70g egg-white (2 large)
pinch of salt
70g caster sugar (or the same weight as the egg-whites)
60g flaked almonds
50g sunflower seeds
50g pumpkin seeds
30g pecans – chopped
20g flax seeds

  • Preheat the oven to 100°C, 80°C Fan – although no-fan is preferable if you want to keep the biscuits pearly-white.
  • Line  a baking sheet with parchment paper.
  • Add the salt to the egg-whites.
  • Whisk the egg-whites on medium speed until frothy, then gradually whisk in the caster sugar, a spoonful at a time (to allow it time to dissolve before the next spoonful). You can test whether the sugar has dissolved by rubbing a little of the egg-white between finger and thumb – you shouldn’t feel any graininess.
  • Increase the speed of whisking as you add the sugar until full speed by the time the last of the sugar is added.
  • Continue whisking until the sugar is fully dissolved and the meringue is thick and glossy.
  • Fold in the nuts and seeds.
  • Drop the mixture onto the baking sheets in whatever size you desire, but bear in mind, the larger the diameter, the longer it will take to dry out. I used a heaped tablespoon and a small round cutter to give the biscuits an even and consistent shape.
  • Dry the biscuits slowly in the oven for 1-1.5 hours.
  • Allow to cool completely before removing from the paper. Use a thin spatula in case the middle is still a little sticky.
  • Store in an airtight container.

One Comment on “Seed Crunchies”

  1. I regularly have an glut of leftover eggwhites so have been meaning to bake this recipe for some time and finally did. My only regret is that I didn’t get round to it before now.
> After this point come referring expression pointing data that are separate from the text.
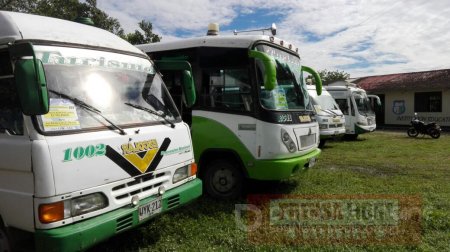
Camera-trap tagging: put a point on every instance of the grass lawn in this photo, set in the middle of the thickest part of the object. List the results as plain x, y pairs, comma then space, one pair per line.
377, 163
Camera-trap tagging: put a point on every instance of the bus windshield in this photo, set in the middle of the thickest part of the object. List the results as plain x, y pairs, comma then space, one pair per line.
123, 90
291, 92
363, 103
324, 102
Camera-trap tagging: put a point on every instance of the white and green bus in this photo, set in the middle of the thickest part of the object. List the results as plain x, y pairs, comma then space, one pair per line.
91, 142
253, 117
357, 107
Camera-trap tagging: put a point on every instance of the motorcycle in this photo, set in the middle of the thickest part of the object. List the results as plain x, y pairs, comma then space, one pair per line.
420, 127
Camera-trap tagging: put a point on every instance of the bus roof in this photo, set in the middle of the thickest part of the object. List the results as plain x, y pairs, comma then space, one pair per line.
20, 26
342, 86
236, 41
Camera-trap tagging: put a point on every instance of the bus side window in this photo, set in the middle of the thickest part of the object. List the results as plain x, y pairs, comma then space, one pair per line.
229, 89
11, 118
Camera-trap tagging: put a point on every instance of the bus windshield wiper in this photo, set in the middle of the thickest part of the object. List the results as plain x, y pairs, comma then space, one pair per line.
331, 112
88, 107
163, 116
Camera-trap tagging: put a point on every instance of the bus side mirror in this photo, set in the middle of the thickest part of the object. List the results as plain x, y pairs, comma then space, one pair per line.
30, 80
316, 77
376, 98
270, 73
187, 84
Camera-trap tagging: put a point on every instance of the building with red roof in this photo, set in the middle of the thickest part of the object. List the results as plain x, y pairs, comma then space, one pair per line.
403, 94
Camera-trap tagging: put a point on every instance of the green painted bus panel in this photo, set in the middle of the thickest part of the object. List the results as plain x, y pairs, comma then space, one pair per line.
359, 130
208, 134
85, 234
278, 169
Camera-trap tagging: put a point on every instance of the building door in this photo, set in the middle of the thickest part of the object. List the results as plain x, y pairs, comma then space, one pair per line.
380, 111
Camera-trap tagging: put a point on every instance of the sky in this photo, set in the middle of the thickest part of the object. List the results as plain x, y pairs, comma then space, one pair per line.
359, 37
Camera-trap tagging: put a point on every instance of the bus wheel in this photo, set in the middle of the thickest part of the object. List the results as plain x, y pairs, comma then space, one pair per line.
4, 241
351, 137
223, 179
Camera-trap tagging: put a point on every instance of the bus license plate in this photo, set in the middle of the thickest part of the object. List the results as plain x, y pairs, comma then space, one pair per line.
149, 209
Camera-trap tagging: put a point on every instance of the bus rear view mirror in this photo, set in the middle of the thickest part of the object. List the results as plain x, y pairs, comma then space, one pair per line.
270, 73
187, 84
30, 80
316, 76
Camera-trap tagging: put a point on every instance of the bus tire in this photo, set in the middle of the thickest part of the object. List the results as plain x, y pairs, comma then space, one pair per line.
5, 244
351, 137
223, 179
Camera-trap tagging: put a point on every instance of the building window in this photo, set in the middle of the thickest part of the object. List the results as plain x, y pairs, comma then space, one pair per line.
428, 102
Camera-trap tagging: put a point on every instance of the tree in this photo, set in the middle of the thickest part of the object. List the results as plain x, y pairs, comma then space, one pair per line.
148, 37
332, 76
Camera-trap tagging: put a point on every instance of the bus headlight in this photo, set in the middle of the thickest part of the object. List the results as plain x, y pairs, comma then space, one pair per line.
362, 122
288, 142
87, 204
60, 210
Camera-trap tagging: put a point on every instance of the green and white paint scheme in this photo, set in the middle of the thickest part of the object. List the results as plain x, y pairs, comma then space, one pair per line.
91, 143
330, 118
253, 117
357, 107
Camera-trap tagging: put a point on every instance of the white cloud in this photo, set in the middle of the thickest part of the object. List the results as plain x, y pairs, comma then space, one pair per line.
361, 37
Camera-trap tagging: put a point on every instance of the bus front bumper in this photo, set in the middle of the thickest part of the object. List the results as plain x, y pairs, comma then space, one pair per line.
278, 169
85, 234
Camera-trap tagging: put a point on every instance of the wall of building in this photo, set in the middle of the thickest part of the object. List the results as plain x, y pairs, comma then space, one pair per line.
399, 108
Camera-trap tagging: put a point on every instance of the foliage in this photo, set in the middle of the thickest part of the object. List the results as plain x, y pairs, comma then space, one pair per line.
332, 76
148, 37
71, 9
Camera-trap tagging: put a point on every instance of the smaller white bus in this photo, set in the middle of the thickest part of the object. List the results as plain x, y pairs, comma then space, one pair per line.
356, 106
330, 118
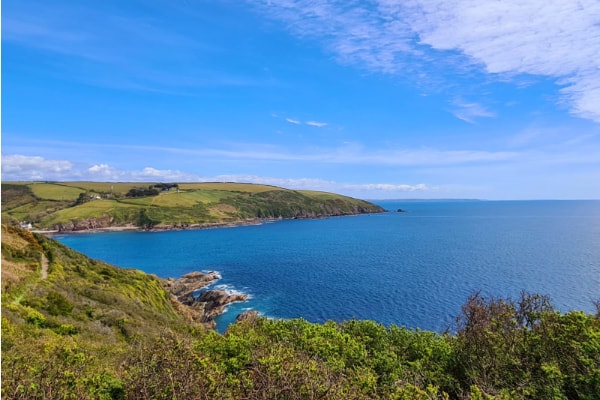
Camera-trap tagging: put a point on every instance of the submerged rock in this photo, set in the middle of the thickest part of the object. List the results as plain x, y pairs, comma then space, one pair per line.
249, 316
209, 304
184, 287
216, 300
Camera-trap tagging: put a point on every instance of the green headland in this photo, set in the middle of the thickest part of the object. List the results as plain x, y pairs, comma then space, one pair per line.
77, 206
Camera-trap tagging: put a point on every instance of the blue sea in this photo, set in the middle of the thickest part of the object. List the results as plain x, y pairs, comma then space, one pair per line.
412, 269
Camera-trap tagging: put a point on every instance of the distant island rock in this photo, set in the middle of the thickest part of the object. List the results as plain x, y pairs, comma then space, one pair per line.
206, 306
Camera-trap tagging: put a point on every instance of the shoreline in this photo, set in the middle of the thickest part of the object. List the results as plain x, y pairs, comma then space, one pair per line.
198, 226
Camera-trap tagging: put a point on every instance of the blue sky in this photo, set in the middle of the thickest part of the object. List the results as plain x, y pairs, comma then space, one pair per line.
373, 99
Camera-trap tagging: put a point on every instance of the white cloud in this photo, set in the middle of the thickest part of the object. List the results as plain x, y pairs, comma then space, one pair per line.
293, 121
553, 38
316, 124
468, 112
19, 167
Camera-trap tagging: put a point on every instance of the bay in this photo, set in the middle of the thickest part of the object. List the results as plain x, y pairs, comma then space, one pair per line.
414, 268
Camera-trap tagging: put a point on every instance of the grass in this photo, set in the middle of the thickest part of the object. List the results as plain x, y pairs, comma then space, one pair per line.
51, 191
45, 204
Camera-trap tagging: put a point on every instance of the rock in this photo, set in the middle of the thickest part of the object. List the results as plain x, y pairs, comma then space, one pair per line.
184, 287
247, 316
216, 300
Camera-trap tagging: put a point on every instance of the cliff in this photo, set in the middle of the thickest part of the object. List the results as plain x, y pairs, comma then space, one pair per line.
84, 206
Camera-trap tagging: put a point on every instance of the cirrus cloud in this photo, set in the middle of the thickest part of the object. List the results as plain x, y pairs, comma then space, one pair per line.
505, 38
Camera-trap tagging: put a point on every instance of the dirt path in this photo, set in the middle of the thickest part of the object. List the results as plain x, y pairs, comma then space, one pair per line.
44, 267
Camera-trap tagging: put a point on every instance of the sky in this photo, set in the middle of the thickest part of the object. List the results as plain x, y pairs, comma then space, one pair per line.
376, 99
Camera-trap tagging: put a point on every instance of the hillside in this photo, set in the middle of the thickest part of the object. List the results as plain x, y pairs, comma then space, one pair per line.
77, 328
75, 206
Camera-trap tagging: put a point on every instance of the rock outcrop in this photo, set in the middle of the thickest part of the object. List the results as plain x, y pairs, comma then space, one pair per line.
184, 287
209, 304
247, 316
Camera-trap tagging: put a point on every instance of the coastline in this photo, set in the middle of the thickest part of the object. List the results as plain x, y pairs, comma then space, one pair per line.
205, 225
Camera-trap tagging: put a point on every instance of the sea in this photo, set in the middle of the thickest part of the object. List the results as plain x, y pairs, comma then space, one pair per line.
414, 268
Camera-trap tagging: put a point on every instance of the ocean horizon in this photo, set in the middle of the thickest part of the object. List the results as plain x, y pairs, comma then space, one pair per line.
413, 268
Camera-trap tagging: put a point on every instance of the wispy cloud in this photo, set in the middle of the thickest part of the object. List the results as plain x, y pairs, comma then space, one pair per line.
293, 121
508, 38
27, 168
316, 124
469, 112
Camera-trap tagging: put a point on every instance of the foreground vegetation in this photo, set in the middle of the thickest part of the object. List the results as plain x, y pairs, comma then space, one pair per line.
69, 206
75, 328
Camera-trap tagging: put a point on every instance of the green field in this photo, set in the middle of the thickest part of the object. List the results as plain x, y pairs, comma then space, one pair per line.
67, 206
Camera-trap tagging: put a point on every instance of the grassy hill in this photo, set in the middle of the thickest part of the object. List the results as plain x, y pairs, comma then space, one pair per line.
76, 328
71, 206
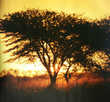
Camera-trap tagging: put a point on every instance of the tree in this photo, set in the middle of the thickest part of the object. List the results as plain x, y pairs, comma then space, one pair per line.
42, 35
54, 38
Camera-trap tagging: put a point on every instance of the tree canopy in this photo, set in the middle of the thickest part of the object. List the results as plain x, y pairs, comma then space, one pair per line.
55, 38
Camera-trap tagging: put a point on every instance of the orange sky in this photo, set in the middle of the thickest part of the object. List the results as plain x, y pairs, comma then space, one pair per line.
88, 8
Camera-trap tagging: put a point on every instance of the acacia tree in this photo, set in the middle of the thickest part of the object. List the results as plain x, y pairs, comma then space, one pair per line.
42, 34
54, 38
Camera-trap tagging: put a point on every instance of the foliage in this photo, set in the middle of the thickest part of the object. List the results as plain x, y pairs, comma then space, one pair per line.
54, 38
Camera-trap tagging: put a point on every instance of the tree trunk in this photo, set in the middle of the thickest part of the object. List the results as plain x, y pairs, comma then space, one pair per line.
52, 80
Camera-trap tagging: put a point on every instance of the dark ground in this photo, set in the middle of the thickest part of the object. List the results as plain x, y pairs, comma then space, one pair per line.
84, 93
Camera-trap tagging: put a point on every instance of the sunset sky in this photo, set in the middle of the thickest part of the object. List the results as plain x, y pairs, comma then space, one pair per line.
88, 8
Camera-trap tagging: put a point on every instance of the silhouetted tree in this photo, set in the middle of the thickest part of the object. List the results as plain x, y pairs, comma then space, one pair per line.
54, 38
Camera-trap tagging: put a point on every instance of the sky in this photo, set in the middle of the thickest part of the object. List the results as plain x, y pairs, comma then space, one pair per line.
88, 8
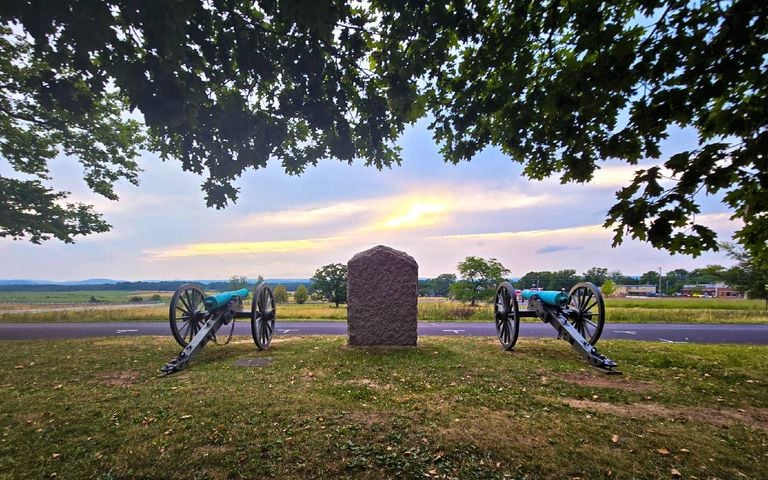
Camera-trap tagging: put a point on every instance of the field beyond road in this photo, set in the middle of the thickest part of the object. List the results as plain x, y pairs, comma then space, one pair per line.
451, 408
117, 306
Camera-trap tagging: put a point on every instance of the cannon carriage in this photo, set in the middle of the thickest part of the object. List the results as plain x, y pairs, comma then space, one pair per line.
578, 317
196, 319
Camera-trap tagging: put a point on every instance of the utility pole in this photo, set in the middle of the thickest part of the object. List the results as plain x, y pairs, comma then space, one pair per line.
659, 280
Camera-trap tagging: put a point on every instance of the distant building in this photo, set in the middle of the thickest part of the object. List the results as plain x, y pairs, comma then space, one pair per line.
634, 290
715, 290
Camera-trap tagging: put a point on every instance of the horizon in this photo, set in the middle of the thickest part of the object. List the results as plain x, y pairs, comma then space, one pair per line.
287, 226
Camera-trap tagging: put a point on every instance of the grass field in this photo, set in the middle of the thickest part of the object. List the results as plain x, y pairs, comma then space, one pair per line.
63, 298
452, 408
618, 310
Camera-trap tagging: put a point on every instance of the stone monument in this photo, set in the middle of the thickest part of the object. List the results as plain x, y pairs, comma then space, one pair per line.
382, 292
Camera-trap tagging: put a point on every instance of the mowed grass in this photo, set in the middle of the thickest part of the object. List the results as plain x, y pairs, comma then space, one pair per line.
451, 408
618, 310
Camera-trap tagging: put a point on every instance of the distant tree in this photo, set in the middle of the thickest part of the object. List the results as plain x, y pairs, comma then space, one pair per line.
463, 291
479, 278
281, 294
651, 277
608, 287
236, 282
596, 275
535, 280
563, 280
709, 274
442, 283
749, 275
301, 295
557, 86
330, 283
674, 280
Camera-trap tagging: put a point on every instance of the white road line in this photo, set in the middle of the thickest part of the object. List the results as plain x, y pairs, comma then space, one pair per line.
628, 332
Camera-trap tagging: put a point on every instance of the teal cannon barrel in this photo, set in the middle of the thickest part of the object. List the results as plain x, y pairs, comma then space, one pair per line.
550, 297
220, 299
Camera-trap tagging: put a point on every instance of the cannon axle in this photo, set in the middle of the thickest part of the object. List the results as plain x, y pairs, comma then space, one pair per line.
578, 318
196, 318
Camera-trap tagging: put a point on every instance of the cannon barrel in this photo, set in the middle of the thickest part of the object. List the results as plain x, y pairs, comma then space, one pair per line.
550, 297
223, 298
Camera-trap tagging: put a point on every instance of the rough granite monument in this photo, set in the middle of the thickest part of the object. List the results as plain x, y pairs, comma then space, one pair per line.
382, 292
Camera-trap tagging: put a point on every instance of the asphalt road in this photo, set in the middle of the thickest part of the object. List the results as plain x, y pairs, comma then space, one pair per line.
670, 333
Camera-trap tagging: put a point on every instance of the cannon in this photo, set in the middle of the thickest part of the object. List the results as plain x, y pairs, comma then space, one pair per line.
196, 319
578, 317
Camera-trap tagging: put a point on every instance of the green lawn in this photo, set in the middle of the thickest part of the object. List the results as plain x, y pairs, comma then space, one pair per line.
451, 408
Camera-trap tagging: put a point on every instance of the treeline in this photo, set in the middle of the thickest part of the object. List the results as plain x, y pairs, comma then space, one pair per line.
671, 281
164, 286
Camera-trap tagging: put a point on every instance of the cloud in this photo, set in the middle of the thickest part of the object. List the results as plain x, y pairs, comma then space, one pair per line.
422, 206
556, 248
242, 248
314, 215
592, 230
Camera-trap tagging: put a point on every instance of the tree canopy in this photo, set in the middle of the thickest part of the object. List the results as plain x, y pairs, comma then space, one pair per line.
330, 283
559, 86
479, 278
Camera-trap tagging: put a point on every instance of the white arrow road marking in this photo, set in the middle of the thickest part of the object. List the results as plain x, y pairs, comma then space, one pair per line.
628, 332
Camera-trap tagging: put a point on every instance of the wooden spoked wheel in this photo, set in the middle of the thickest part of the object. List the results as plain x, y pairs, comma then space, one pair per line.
187, 312
506, 315
263, 316
586, 311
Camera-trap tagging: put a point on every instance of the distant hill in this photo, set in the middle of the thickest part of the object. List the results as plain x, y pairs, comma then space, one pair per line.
98, 284
90, 281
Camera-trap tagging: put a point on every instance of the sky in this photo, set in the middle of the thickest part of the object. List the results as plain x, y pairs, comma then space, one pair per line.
287, 227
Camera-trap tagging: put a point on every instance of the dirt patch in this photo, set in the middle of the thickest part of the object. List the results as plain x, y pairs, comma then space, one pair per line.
366, 382
608, 381
121, 379
473, 429
755, 417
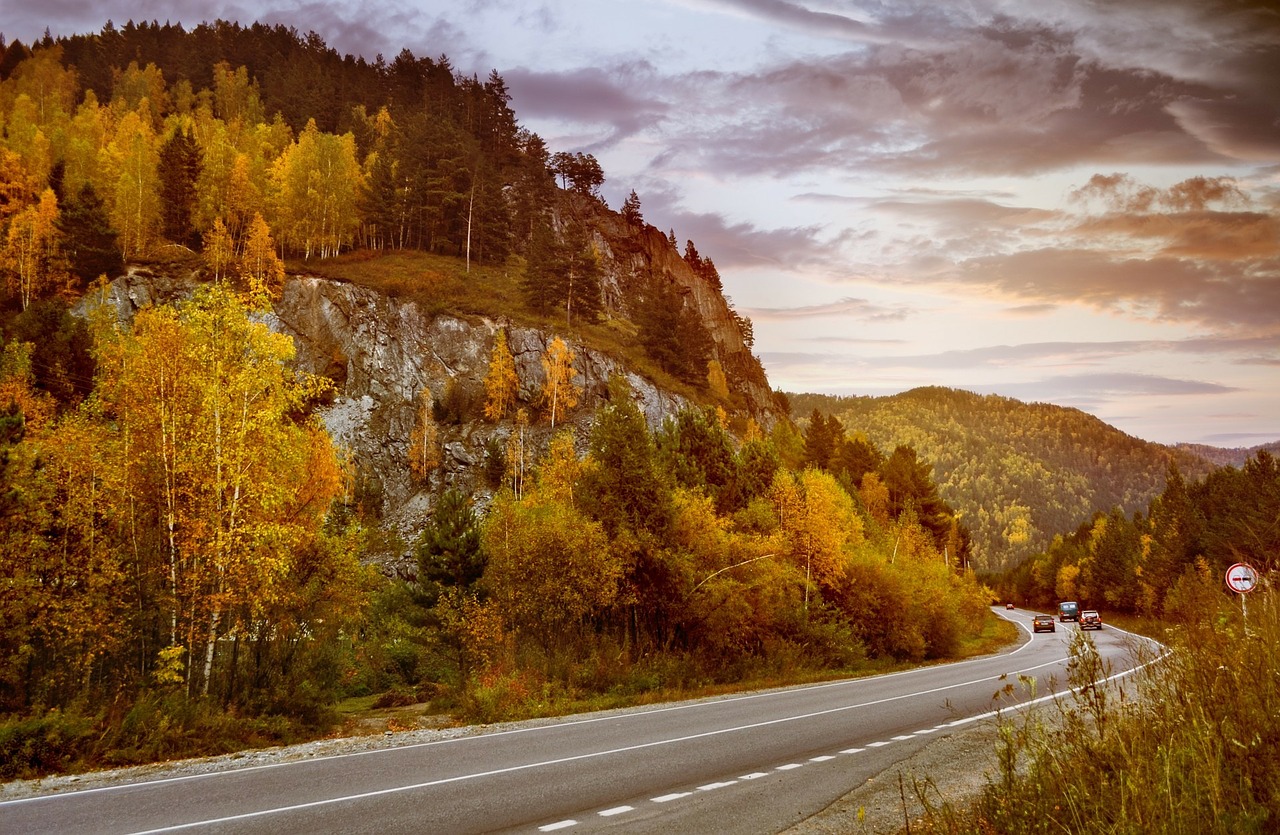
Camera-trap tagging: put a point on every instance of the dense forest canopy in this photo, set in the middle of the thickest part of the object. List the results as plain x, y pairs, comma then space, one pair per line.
184, 548
146, 141
1018, 473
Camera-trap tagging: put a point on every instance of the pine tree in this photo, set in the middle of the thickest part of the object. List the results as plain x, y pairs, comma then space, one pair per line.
88, 241
631, 210
178, 169
448, 550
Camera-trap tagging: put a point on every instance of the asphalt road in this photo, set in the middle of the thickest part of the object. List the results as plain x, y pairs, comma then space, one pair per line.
757, 762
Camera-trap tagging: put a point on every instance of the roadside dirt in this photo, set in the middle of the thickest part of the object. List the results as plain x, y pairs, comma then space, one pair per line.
950, 769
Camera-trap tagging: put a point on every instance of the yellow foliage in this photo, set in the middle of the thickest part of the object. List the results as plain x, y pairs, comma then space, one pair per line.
501, 383
424, 446
560, 392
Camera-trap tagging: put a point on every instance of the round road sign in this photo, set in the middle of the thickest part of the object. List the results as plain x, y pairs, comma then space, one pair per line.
1242, 578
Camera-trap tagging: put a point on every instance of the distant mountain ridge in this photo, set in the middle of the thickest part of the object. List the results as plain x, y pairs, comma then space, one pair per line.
1228, 456
1018, 473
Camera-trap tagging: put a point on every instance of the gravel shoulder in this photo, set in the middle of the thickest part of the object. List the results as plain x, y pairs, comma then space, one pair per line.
952, 767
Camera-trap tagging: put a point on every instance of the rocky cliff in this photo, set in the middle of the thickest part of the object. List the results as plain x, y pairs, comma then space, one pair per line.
382, 352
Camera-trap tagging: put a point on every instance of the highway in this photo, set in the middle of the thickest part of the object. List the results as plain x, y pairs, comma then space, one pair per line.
746, 763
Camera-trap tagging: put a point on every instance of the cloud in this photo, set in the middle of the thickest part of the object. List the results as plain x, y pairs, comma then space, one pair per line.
590, 96
856, 309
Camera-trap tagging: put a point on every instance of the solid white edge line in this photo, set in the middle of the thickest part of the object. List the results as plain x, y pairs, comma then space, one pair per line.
474, 737
650, 744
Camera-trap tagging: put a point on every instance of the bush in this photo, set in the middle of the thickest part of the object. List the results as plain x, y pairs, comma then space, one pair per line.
1197, 751
42, 744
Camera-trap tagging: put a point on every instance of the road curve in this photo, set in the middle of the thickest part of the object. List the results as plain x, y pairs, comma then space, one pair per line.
755, 762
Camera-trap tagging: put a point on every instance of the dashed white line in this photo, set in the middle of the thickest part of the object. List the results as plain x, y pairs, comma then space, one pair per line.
712, 786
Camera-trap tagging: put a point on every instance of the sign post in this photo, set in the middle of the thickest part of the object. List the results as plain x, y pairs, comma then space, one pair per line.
1242, 578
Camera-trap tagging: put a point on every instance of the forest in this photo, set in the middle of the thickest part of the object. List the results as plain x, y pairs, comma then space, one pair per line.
182, 546
1153, 561
1016, 473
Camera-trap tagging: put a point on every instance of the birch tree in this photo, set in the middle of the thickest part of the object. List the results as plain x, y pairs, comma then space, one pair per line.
560, 391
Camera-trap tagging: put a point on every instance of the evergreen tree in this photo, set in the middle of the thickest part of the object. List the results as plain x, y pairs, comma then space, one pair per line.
698, 453
631, 210
179, 168
544, 264
910, 487
822, 439
448, 548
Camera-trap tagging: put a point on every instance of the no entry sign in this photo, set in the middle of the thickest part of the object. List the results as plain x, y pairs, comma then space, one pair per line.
1242, 578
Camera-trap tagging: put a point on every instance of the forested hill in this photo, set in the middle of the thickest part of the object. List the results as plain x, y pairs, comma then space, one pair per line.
1018, 473
144, 141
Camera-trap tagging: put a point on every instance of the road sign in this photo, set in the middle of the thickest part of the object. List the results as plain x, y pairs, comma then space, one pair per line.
1242, 578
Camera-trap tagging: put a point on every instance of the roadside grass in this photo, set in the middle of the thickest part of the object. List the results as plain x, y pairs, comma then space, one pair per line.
1189, 744
167, 726
522, 692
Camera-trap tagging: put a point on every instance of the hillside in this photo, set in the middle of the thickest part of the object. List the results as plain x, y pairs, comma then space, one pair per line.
1228, 456
1018, 473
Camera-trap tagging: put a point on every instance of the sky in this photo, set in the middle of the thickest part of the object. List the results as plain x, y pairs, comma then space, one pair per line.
1074, 201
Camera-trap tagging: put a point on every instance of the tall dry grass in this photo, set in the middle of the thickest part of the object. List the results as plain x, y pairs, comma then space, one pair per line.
1189, 744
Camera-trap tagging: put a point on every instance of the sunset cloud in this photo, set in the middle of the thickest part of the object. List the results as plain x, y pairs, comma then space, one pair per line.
990, 195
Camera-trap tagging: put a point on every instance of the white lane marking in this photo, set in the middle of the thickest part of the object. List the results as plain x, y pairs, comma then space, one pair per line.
576, 757
612, 717
712, 786
624, 749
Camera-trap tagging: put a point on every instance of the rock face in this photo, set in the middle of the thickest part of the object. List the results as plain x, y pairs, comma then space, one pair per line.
382, 354
632, 255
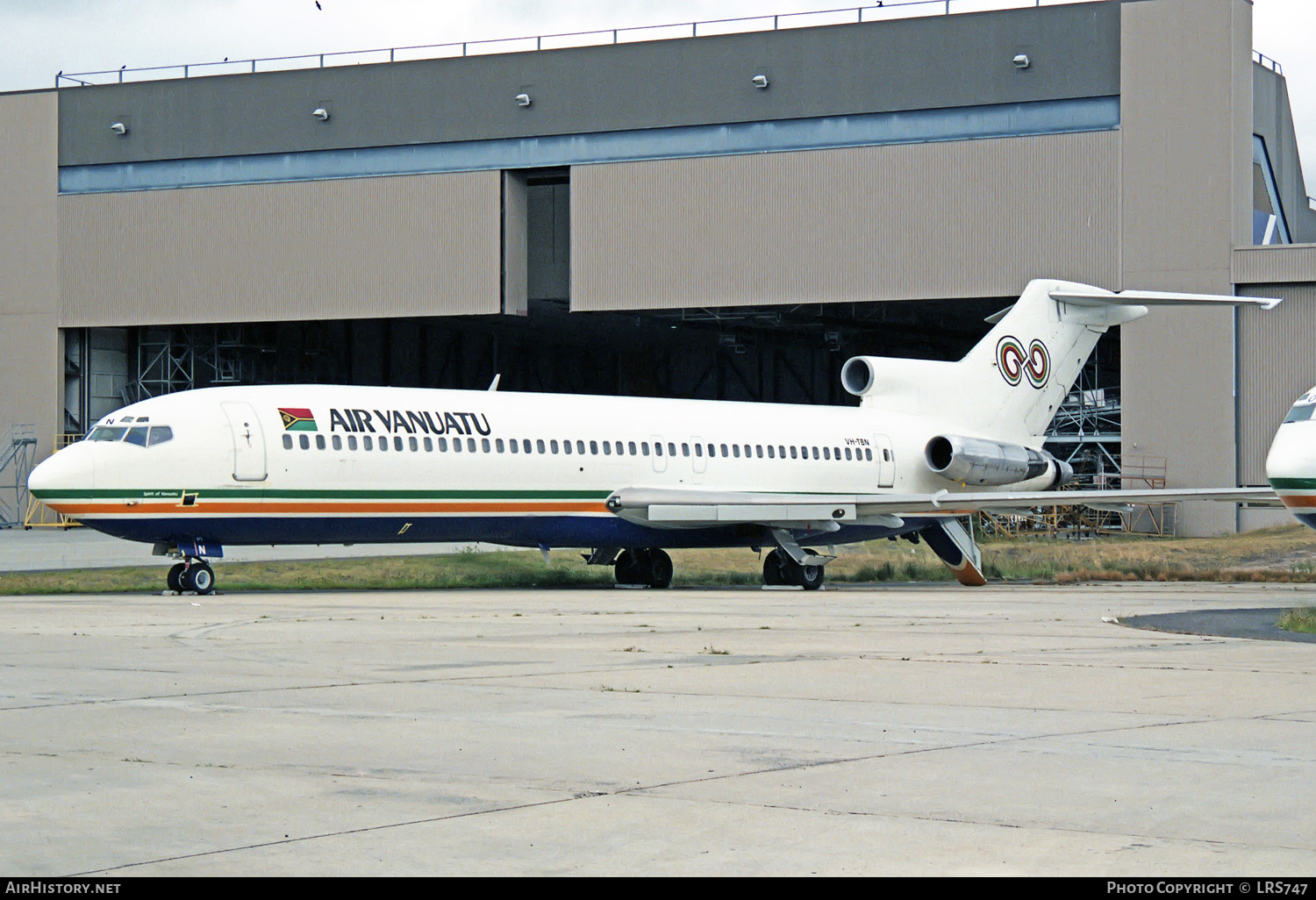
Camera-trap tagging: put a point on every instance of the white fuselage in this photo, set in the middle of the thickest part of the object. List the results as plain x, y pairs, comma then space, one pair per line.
329, 463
    These crunchies are not too sweet, have interesting textures, and are a delightful crunch. This recipe works well as an unusual nibble with drinks as well as an way to have a sweet bite without busting through a daily ‘added sugars’ limit. Next time, I’ll swap out the pecans for hazelnuts and in my 3rd planned batch, I’ll see if there’s anything interesting to be gained from dusting some of the meringues with a cheese powder (tho’ this would ruin their colour so I’m undecided about this).

    I initially misread the directions and made up a tray that were teaspoon sized rather than tablespoon sized before I realised my error: the mini size are, however, delightful just rather a lot of work and they call for a lot of baking sheets.

    I ran out of greaseproof paper so put some of these on one of those reusable liners – and the ones on the liner stuck considerably more than the paper, so that’s a lesson learned for next time. (I turned them upside down after peeling them off and stuck them in my dehydrator for a while during which they finished drying properly but it would have been easier if they’d dried properly in the oven on the paper.)

    I have been delighted with all of your recipes that I’ve baked to date – both from the blog and your excellent book 🙂 – so, thank you for that.